I'm honest, I was skeptical: the explanation seemed somewhat like a stretch to me, and I wanted to do a quick look at whether or not the Jazz had benefited from the trip. To do so, I looked at the 27 seasons in which the Jazz had gone on a pre-Christmas road trip and compiled the team's record on that trip each year.
Overall, the pre-Christmas road trip's record (66-69) has been below .500 - significantly below Utah's overall record for the period. However, it is slightly above the team's overall road record (492-592) from 1984-2012, though only by a few percentage points. Doing a quick statistical significance test (Hey! My math major becomes valuable for just the 3rd time!), I find that those aren't significantly different at a 95% confidence level, in short, we don't know if that difference is due to random chance or if the team actually does play better on that road trip.

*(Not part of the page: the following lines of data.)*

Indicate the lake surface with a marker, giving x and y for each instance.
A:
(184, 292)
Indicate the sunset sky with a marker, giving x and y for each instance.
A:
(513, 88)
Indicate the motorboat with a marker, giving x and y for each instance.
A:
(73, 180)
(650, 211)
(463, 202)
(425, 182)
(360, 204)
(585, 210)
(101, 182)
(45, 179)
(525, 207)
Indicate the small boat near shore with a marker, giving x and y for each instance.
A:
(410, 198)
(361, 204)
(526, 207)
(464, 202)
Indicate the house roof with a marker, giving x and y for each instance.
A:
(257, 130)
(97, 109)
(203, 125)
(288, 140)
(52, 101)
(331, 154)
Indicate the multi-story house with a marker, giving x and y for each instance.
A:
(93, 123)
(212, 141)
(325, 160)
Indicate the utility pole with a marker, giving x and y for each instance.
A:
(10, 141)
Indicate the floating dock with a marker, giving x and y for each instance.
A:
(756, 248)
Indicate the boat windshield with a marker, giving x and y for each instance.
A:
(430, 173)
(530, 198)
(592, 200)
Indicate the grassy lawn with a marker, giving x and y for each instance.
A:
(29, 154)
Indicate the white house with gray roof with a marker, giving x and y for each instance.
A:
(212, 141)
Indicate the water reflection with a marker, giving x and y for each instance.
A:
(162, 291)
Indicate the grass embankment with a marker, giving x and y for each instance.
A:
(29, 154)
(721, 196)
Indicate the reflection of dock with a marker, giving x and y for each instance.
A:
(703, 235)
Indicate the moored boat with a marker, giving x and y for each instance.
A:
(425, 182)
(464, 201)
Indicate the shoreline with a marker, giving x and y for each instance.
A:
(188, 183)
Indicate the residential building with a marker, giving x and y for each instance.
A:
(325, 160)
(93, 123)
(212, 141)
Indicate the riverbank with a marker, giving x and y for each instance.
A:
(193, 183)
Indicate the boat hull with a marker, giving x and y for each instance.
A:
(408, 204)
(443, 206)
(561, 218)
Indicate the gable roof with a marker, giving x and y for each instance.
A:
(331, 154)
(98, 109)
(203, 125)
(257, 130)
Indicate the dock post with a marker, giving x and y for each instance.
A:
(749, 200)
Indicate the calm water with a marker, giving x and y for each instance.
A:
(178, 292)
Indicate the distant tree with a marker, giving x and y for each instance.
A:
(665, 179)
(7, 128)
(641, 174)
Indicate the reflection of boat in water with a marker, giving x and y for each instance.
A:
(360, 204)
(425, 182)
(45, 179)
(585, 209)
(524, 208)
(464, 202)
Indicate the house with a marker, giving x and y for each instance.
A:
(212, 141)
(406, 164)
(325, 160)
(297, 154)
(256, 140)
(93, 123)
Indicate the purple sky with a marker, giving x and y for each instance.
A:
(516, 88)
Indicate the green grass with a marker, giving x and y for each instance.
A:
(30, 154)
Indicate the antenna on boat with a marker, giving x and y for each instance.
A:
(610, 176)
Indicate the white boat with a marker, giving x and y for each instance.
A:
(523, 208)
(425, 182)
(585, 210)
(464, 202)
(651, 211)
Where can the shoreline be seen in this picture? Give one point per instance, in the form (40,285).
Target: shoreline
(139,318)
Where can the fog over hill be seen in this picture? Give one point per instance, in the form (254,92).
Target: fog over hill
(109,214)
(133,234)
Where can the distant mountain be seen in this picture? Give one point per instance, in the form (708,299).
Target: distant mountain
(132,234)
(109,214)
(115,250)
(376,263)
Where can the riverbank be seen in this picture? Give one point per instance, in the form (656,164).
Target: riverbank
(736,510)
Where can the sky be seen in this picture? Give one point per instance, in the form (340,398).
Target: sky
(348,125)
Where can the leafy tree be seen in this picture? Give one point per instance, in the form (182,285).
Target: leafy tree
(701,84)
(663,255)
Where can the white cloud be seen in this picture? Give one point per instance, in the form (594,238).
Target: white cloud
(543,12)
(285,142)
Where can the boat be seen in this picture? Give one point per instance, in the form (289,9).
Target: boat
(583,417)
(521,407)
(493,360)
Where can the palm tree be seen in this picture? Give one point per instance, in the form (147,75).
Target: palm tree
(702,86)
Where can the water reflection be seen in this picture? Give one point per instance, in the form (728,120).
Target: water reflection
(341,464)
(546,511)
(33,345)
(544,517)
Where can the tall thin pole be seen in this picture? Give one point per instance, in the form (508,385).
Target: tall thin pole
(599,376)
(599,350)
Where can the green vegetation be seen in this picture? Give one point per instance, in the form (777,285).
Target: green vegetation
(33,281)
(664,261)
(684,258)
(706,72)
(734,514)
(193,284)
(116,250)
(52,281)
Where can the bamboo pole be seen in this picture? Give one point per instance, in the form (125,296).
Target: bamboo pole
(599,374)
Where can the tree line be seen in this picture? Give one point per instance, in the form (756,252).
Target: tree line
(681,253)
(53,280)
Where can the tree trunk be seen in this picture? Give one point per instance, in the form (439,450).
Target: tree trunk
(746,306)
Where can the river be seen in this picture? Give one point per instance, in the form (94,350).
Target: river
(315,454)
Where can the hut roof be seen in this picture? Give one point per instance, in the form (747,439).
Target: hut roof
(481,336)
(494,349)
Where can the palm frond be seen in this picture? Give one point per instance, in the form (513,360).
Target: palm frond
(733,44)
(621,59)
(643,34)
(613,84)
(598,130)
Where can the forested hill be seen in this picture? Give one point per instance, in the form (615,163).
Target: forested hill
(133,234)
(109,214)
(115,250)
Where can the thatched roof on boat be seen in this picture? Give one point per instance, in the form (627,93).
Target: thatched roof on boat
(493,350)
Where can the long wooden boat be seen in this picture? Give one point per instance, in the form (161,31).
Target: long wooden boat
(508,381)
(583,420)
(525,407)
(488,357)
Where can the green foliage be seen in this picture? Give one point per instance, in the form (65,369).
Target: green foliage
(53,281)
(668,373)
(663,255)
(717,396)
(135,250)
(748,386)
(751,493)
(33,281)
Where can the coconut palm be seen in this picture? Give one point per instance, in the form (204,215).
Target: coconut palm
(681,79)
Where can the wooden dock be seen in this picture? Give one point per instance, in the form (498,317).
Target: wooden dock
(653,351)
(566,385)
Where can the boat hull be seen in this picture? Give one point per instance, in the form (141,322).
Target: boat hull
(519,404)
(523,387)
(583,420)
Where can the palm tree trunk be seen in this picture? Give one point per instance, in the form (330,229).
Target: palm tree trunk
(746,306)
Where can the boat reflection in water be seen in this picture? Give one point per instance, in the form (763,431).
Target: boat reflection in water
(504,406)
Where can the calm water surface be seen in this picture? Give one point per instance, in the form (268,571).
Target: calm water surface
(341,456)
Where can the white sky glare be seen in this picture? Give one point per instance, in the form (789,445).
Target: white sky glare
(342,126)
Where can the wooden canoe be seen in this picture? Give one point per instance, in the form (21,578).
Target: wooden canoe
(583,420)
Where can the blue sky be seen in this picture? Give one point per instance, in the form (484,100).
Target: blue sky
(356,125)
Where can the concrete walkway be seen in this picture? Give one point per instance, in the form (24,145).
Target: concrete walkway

When you compared the trip and the road season performance on a yearly basis, the Jazz performed better on the road trip than overall 13 times out of 27. Again, that's very nearly a 50/50 split.
Basically, it doesn't really matter: going on a big road trip pre-Christmas doesn't seem to hurt the Jazz, but it doesn't seem to help them any more than the spread determined by random chance. This is generally how I feel about these sort of explanations: in general, these abstract factors are usually overwhelmed by tangible inputs such as player talent.